Tag: NaturalResources

  • No more fish in the sea

    Somehow the topics of my posts have returned to the subject of the sea. It is apparently a rich subject to trawl.  Sorry, I couldn’t resist the pun, but it is exactly to trawling that I am heading. 

    Yesterday I used Donella Meadows’s fish stocks example to show how humans can harvest a living resource while enabling it to thrive. A key to enabling this system to work is the balancing feedback loop between supply and the people doing the harvest. When the catch gets too low, the boats go home, and the fish can restore their population.

    But what happens when that balancing feedback loop is broken? 

    Let us imagine an entrepreneurial fisher who, noticing that their catch was diminishing, decides to invest in a much bigger net. Now their catch goes up and it is worthwhile for them to stay at sea for longer. Other boat captains do the same, and the fleet stays out much longer. 

    Now, rather than the fish population having time to replenish itself, it is further depleted. When the fish are further apart, their rate of reproduction diminishes. 

    Here, trawling is breaking the balancing feedback loop between supply and harvesters. So, instead of stopping, fishing continues and the population becomes so low that it is not able to grow back. It has become what is known as a ‘desertified state’, a vulnerable situation in which a living system can no longer thrive. 

    Clearly, this is a simplified version of a much more complex system. But hopefully it serves to illustrate that in thinking about how we scale up options, we need to think about how we might inadvertently be breaking the feedback loops that enable our activities to operate within the living system’s limits.

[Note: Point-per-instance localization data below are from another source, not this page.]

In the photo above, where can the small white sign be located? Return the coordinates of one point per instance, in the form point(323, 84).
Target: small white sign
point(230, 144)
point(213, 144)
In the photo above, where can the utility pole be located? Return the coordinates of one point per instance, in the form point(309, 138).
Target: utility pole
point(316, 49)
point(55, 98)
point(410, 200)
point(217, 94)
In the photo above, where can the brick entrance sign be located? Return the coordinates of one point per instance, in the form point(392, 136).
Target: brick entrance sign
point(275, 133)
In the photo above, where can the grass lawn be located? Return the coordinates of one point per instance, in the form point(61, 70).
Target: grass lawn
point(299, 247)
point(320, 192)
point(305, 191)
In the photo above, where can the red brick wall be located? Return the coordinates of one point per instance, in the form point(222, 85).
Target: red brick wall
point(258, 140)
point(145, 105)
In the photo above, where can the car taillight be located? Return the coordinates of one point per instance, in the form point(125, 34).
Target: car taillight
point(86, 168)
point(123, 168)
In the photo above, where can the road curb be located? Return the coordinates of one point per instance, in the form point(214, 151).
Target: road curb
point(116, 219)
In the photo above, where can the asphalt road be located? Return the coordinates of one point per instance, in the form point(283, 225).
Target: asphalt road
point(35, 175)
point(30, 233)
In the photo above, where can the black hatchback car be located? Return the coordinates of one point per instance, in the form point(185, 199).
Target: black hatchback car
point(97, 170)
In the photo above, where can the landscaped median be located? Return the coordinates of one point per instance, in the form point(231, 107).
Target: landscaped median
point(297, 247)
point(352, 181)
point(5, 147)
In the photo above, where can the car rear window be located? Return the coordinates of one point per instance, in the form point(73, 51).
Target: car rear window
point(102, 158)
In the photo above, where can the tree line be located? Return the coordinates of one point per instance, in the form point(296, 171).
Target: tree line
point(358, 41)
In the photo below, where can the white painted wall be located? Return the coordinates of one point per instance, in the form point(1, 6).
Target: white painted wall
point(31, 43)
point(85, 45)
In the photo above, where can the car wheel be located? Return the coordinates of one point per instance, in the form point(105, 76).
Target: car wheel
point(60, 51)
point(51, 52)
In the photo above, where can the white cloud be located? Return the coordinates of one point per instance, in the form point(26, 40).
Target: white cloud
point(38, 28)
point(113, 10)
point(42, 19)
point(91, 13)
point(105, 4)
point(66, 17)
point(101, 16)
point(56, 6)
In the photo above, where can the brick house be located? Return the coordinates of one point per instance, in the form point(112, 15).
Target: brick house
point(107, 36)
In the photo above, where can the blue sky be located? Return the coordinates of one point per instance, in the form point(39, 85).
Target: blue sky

  • Plenty more fish in the sea

    Yesterday’s post on the fish écluses on the Île de Ré speaks to the idea of creating straightforward connections between the resources that humans need to live and thrive. 

    As engineers (and other humans) we need to find ways to harvest the materials and energy we need in balance with what the living and mineral world can sustain. So to help us understand how this can work I’m sharing Donella Meadows’s example of fish stocks to help see how humans can live as part of a sustainable system of supply.

    Meadows’s model concerns the local fish population in an area of sea. Left to its own devices, the fish population is stable because there is only so much food to go around. Too many fish, less food per fish, some fish die. Too few fish, more food per fish, they reproduce more. This feedback loop stays in equilibrium around a mean.

    Now, the local fishing fleet gets involved. By harvesting a small number of fish, the population goes down, increasing the reproduction rate of the remaining fish, and the population returns to what it was. Fish too much, however, and the fish are further apart. Fish that are further apart take longer to reproduce! And so for a while, there are few fish, the nets are empty and the boats go back to port. During this time the fish population recovers, and eventually the boats can go back to sea.

    This simplified model beautifully illustrates how humans can harvest what they need while still living within the ecosystem’s limits.  The key characteristics here are a living system that regenerates itself – the fish; and a feedback loop between supply and those doing the harvest. Simply, when the catch is too low, the boats go home. 

    This feedback loop between supply and harvesting is what interests us in regenerative design. It is what allows us to harvest abundance, and even create abundance, all while living within the ecosystem’s limits.